# IBC chisels



## gargey

This reads like marketing. 1 post.


----------



## Cocosquatch

Who's post? Mine or yours…
To avoid any futile idiotic discussion about the marketing side of things I have attached the bill. Why I still have it? Simply because they made a mistake regarding the handles I ordered and I still have the picture I took at the time when I received the package.










All the best,
Ionut


----------



## Mosquito

Thanks for the in depth review, and sharing the pictures with us. I've not yet had a chance to use the Veritas PM-V11 bench chisels, but Because I wanted to try them, I bought IBC when I got my skew chisels. I've been pleased with them so far, but I wasn't as much of a fan of how long I had to spend flattening the backs on them. But, that's a one-time problem, so not a huge deal


----------



## Cocosquatch

Thanks Mosquito,

That is correct, all my chisels received a lot of work during the flattening, that is a big minus for these chisels. As the scratch pattern shows they appear to be only ground and not lapped. 
Once flattened they work beautifully.

Thanks,
Ionut


----------



## dbeck

Nice job on the review. I have had great luck with ibc as well.


----------



## OSU55

I have IBC A2 and PM-V11 bu plane blades. I find the PM superior in all aspects. The biggest being edge chipping, the PM blades take longer becore starting to chip. I guess different strokes for different folks.


----------



## Cocosquatch

> Nice job on the review. I have had great luck with ibc as well.
> 
> - dbeck


Thanks dbeck,
Ionut


----------



## Cocosquatch

> I have IBC A2 and PM-V11 bu plane blades. I find the PM superior in all aspects. The biggest being edge chipping, the PM blades take longer becore starting to chip. I guess different strokes for different folks.
> 
> - OSU55


Maybe so, not sure. For this test I have chosen the PM chisel because I did not have anything else to use that would have made the comparison appropriate.
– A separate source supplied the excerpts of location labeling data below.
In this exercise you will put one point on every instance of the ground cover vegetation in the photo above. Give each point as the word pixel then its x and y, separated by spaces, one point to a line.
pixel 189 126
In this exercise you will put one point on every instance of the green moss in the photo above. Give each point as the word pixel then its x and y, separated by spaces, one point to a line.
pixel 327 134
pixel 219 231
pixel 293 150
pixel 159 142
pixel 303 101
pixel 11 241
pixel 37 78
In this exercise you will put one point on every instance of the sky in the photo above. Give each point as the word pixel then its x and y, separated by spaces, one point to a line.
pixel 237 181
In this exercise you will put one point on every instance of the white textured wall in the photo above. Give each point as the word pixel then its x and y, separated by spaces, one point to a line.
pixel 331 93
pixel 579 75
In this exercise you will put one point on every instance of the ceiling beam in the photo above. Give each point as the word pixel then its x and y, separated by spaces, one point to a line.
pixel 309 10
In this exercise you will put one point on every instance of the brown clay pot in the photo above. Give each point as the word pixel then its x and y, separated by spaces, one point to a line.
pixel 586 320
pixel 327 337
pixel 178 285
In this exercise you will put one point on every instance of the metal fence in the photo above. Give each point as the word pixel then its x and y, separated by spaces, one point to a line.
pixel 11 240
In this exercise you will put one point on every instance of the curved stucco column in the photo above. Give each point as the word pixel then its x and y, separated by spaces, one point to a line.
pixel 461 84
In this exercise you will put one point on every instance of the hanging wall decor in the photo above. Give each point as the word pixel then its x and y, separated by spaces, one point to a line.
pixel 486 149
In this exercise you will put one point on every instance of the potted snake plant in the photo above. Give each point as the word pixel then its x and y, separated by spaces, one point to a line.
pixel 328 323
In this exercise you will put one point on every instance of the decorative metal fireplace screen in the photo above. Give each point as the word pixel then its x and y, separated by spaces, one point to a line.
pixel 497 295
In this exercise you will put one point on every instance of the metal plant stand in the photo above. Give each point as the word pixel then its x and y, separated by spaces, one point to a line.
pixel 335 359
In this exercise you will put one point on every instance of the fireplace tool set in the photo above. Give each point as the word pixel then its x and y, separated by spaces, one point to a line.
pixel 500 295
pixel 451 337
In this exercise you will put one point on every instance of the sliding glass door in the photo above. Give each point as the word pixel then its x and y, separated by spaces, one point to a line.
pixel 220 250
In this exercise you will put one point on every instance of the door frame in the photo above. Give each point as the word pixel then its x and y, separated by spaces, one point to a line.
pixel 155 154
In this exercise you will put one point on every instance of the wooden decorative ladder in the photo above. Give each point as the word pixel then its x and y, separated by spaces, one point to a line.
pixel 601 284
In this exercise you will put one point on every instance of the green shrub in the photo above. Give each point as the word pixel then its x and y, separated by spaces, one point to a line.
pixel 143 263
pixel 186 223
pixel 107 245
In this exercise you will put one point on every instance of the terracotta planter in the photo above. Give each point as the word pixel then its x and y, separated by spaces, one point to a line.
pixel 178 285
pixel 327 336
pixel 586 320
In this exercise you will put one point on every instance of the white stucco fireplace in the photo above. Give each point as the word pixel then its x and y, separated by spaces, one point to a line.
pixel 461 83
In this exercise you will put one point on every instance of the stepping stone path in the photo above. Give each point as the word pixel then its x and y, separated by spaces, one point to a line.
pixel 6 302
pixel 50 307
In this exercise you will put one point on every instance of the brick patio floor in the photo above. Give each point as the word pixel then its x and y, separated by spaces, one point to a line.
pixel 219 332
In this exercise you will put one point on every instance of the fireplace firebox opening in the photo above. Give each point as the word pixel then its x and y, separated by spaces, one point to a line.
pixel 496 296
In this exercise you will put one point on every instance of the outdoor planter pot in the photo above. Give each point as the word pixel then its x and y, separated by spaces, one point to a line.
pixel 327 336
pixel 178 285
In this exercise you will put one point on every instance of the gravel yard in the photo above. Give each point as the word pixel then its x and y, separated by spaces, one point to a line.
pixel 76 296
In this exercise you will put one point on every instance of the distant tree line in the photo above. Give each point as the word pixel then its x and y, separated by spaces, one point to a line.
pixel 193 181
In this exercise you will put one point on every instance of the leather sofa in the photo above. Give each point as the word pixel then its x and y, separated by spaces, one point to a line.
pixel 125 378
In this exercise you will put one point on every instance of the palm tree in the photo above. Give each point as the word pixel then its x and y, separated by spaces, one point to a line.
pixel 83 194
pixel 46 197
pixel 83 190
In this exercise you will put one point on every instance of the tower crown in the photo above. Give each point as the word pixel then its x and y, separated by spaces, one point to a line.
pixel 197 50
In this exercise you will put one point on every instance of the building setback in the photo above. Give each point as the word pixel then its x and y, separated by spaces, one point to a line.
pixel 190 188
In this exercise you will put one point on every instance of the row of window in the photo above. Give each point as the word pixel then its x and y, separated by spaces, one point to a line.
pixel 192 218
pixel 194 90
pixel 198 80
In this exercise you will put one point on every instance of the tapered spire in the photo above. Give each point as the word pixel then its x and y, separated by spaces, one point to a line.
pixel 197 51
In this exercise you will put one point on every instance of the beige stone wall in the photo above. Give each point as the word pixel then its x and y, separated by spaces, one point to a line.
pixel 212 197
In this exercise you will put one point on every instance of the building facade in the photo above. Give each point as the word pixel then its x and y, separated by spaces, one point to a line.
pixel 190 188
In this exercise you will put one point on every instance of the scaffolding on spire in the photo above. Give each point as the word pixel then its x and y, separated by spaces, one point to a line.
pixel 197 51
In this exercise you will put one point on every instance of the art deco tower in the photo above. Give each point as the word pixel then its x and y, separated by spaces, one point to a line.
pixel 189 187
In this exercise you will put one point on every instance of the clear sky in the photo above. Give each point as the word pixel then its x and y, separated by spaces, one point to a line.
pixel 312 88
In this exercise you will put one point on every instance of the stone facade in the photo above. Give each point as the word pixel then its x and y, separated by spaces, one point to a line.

Also the intention was not to out the PM steel in the bad light, but to show how good the IBC A2 steel is.
I could have used a white steel Japanese chisel but that would have been pretty similar with comparing apples with prunes.
I have the PM blades pretty much since they have appeared. I followed up with Veritas about the same issue years ago and they were great in supporting their product, they have sent me a replacement for that particular plane blade I reviewed at that time.
Still today when I use the PM blades I am having the same surprises, maybe at that time there was a bad batch of blades and I was lucky enough to receive them, or maybe it is just me looking to intensely at it during sharpening , unfortunately that is my experience. That is why I left the wood talk about it.

All the best,
Ionut


----------



## Smitty_Cabinetshop

Good review indeed. Nicely done, thanks for posting.


----------



## StumpyNubs

> This reads like marketing. 1 post.
> 
> - gargey


I'm sorry, but that's such a lazy attitude. You can dismiss outright anything you don't want to see simply by calling it biased… I really couldn't care less if he was paid (though he clearly wasn't). He showed detailed photos of his test, backing up his conclusions! But you ignore all that and essentially call him a liar, based upon what? Nothing.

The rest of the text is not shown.